Following the desired course, however, proved extremely challenging as a dense fog obscured the way. In the days leading up to April 23rd's round-one vote, the scene was shrouded in uncertainty. Wrote one April 21 news source:
"Dax is showing little movement as investors on sidelines ahead of French vote.
"There are small odds of a worse-case scenario in which the first round could usher in a race between the two candidates markets fear most -- the far-right Marine Le Pen and far-left Jean-Luc Melenchon...
"A market-benign outcome still seems most likely but there is a meaningful risk that something more worrisome happens." (CNBC)

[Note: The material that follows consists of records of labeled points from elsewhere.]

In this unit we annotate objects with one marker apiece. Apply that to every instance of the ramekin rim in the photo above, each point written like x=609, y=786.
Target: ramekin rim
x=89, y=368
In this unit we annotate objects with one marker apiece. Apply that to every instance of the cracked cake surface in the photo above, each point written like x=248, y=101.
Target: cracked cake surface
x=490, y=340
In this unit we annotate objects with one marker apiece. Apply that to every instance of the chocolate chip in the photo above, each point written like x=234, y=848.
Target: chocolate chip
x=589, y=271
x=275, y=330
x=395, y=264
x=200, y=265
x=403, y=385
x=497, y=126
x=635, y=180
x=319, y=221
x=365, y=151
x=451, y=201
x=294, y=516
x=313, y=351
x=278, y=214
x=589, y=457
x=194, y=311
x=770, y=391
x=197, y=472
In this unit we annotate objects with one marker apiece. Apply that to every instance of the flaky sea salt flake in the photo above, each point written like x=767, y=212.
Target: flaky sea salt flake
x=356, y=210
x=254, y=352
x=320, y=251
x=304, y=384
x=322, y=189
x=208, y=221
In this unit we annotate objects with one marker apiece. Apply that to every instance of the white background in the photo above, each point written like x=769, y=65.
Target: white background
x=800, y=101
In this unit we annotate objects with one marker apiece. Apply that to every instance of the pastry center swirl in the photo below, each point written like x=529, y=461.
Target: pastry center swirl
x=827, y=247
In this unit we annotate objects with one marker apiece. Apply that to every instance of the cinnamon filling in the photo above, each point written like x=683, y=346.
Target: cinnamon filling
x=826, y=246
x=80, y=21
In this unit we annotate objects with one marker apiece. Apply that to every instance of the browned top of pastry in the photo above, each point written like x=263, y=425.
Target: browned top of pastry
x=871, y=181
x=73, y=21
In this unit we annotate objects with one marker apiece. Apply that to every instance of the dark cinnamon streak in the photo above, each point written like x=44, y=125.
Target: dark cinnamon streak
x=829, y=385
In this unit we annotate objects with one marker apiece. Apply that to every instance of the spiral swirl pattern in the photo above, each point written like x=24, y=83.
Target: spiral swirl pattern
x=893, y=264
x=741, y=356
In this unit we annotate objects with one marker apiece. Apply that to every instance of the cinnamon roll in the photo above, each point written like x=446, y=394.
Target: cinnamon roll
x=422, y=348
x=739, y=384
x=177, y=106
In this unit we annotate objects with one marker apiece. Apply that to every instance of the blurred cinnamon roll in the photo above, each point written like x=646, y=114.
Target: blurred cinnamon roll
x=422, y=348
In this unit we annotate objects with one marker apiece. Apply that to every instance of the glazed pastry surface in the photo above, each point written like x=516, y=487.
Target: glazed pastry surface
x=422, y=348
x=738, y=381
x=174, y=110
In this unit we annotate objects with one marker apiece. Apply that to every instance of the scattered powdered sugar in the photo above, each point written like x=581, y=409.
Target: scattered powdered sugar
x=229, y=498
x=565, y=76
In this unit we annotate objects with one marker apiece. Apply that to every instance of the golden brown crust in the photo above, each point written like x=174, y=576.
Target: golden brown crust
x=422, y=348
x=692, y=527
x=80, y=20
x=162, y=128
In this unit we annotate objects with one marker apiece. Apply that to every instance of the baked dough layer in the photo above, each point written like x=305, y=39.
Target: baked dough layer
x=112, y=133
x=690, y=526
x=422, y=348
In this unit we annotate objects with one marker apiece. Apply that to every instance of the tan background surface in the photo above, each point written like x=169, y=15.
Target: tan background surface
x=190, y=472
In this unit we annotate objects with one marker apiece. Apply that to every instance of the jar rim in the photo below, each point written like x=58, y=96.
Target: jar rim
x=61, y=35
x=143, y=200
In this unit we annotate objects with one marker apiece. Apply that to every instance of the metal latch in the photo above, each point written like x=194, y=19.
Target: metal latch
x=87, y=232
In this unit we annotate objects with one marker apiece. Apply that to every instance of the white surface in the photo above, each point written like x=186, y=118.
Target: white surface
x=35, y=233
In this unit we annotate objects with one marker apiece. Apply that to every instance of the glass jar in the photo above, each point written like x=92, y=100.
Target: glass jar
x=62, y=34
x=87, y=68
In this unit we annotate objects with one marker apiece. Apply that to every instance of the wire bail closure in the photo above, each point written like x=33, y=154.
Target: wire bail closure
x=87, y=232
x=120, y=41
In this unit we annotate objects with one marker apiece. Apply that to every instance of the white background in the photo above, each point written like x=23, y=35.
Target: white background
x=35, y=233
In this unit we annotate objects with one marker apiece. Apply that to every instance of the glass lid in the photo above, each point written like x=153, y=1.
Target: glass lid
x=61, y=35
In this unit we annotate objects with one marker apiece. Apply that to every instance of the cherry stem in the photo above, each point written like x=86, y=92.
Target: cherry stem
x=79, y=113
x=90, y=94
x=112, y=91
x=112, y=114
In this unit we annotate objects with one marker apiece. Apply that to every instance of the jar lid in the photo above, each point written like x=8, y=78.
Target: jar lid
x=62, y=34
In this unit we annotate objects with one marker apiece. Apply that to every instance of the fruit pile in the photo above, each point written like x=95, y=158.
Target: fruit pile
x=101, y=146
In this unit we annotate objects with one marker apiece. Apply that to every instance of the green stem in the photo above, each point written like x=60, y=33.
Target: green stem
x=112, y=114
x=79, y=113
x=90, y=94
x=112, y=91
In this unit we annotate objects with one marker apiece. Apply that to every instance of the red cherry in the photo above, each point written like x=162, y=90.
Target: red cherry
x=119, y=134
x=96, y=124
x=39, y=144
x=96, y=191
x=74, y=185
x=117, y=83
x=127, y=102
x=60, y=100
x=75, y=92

In other words: German investors should drop anchor. Sit tight. And wait and see whether the widely feared apocalyptic "Frexit" scenario plays out.
Or ... not!
See, in the same uncertain days leading up the April 23 vote, on April 21 our Stocks Pro Service set politics aside and Elliott wave analysis front and center. There, editor Murat Yilmaz provided clear insight of the DAX's near-term trend, calling for a rally to new highs:
"The bottoming process ... seems to be continuing, as prices remain reluctant to exceed the 12115.5 levels for now. However, as long as trading continues above the 12026 line, new highs should be breaking above this short term halfway resistance ... We will set the previous high at 12268 as initial next target in that case." --- Murat Yilmaz
What happened next?
On April 24, the DAX surged skyward to a record high, pictured below.
Mainstream analysts called the move a "relief rally," triggered by the fact that centrist Emmanual Macron beat Melenchon in the polls on April 23. Meanwhile, our April 21 Stocks Pro Service factored in a rally long before "relief" at Macron's defeat existed.
So, the next round of the French Presidential election takes place on May 7. We can't say who will win. But we can say investors using its outcome to gauge the markets' near-term trend will again face a lot of uncertainty.